Multiple View Geometry in Computer Vision
By Richard Hartley
By Andrew Zisserman
Publisher: Cambridge University Press
Print Publication Year: 2004
Online Publication Date:January 2011
Chapter DOI: http://dx.doi.org/10.1017/CBO9780511811685.023
This part is partly a recapitulation and partly new material.
Chapter 17 is the recapitulation. We return to two- and three-view geometry but now within a more general framework which naturally extends to four- and n-views. The fundamental projective relations over multiple views arise from the intersection of lines (back-projected from points) and planes (back-projected from lines). These intersection properties are represented by the vanishing of determinants formed from the camera matrices of the views. The fundamental matrix, the trifocal tensor, and a new tensor for four views – the quadrifocal tensor – arise naturally from these determinants as the multiple view tensors for two, three, and four views respectively. The tensors are what remains when the 3D structure and non-essential part of the camera matrices are eliminated. The tensors stop at four views.
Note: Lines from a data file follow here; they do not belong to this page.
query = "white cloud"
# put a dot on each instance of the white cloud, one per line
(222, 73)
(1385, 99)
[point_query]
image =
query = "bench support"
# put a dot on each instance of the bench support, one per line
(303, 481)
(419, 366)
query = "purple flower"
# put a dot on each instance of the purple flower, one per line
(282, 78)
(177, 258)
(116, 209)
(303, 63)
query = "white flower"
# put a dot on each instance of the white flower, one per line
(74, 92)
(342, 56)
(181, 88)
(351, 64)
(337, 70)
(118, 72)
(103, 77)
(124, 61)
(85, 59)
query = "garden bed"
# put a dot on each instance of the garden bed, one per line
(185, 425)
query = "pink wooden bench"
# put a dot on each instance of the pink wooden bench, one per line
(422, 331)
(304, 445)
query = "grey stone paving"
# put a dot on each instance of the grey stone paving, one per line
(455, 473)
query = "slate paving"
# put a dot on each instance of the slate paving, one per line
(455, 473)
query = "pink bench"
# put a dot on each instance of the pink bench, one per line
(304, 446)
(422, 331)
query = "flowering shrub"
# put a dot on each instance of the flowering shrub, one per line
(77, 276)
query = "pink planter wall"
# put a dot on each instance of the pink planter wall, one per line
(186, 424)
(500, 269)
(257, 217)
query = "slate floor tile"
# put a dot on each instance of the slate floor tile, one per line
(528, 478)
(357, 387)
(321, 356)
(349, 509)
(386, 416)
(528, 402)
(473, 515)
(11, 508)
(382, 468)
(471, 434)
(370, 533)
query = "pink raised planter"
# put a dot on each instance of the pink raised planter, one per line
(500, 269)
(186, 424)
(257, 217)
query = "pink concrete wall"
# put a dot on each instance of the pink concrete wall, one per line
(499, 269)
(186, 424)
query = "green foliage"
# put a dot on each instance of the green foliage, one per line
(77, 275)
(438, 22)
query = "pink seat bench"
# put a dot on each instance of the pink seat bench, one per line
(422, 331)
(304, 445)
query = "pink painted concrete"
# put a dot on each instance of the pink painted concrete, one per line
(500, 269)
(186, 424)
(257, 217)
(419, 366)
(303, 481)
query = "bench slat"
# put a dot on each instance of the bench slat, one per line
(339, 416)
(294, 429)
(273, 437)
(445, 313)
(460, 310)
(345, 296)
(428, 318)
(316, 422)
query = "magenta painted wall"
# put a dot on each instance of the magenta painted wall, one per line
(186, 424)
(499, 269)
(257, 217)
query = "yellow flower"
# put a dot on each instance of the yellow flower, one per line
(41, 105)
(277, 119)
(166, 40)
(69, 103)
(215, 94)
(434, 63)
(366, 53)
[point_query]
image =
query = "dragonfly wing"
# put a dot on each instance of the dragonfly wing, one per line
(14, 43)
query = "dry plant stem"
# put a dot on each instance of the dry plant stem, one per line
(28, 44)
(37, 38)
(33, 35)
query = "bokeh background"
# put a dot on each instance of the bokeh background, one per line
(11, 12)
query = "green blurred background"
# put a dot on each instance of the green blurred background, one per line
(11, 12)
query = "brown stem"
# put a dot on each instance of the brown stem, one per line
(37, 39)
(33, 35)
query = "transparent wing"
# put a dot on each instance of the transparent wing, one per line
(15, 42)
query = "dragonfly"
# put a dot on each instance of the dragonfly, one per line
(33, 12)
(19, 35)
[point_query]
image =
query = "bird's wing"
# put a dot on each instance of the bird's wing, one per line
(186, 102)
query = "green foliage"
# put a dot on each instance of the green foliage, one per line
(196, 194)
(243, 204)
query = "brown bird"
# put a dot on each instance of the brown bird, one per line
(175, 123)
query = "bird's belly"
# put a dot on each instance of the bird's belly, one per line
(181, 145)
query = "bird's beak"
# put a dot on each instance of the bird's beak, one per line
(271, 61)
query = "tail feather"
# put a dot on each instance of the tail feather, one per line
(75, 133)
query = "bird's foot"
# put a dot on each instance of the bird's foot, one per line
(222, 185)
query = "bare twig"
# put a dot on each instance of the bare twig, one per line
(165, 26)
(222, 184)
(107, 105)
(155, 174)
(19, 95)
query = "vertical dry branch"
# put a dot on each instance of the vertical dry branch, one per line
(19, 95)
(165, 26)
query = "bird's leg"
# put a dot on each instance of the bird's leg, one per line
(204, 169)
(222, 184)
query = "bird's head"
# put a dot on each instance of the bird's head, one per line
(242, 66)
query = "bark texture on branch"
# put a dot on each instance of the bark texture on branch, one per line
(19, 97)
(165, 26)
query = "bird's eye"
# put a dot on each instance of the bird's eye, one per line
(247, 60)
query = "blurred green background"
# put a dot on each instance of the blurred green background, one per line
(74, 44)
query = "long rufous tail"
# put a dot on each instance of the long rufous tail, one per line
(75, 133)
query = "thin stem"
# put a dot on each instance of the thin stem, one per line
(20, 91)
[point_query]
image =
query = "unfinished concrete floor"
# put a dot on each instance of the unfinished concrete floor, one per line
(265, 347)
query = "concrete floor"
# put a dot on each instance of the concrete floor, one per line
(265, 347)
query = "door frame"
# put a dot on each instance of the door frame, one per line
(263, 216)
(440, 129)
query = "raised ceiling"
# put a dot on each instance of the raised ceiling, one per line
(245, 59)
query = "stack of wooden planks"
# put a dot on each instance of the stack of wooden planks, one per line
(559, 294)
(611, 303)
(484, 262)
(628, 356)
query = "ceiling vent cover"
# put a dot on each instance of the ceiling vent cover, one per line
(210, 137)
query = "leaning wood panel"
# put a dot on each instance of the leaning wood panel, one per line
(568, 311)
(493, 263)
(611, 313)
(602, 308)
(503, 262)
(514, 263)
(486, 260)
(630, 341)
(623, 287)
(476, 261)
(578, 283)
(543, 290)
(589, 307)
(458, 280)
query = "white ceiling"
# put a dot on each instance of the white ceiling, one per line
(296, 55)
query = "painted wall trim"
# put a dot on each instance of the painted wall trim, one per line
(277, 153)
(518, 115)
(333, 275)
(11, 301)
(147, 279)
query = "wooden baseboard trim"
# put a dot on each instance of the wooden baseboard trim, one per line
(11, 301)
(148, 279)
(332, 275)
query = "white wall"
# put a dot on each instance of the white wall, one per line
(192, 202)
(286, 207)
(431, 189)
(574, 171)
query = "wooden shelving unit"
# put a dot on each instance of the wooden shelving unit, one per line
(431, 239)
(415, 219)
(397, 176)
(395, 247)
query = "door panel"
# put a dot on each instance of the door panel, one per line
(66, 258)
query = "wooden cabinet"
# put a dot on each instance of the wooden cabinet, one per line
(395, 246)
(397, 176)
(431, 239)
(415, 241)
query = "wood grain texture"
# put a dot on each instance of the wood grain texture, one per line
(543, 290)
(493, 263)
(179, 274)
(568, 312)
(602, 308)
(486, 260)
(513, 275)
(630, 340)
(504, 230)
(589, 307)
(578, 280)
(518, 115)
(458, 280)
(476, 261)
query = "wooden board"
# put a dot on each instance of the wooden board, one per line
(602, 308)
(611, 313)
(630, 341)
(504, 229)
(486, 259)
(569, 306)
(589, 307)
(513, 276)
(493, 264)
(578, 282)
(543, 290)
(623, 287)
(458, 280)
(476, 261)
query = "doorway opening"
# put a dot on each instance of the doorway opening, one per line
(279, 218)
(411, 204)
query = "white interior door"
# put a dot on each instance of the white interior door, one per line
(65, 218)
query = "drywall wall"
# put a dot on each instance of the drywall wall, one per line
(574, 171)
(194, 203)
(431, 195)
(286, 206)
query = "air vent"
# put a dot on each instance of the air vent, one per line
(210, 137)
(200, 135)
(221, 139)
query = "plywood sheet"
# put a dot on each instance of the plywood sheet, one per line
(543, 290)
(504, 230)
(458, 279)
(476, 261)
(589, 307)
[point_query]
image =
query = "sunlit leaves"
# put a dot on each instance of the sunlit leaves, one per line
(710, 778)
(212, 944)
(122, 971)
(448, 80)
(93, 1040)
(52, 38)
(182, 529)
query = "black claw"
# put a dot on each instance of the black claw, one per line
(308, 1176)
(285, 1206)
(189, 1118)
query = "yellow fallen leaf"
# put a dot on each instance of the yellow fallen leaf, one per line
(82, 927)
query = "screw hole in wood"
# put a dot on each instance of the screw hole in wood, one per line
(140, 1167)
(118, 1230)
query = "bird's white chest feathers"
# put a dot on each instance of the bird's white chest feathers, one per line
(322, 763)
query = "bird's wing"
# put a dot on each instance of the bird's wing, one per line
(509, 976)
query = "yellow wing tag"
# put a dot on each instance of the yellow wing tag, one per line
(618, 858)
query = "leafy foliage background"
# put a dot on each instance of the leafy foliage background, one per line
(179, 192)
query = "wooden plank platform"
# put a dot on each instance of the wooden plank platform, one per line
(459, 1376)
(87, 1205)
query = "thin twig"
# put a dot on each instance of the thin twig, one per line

These tensors are unique for each set of views, and generate relationships which are multi-linear in the coordinates of the image measurements. The tensors can be computed from sets of image correspondences, and subsequently a camera matrix for each view can be computed from the tensor. Finally, the 3D structure can be computed from the retrieved cameras and image correspondences.
Chapter 18 covers the computation of a reconstruction from multiple views. In particular the important factorization algorithm is given for reconstruction from affine views. It is important because the algorithm is optimal, but is also non-iterative.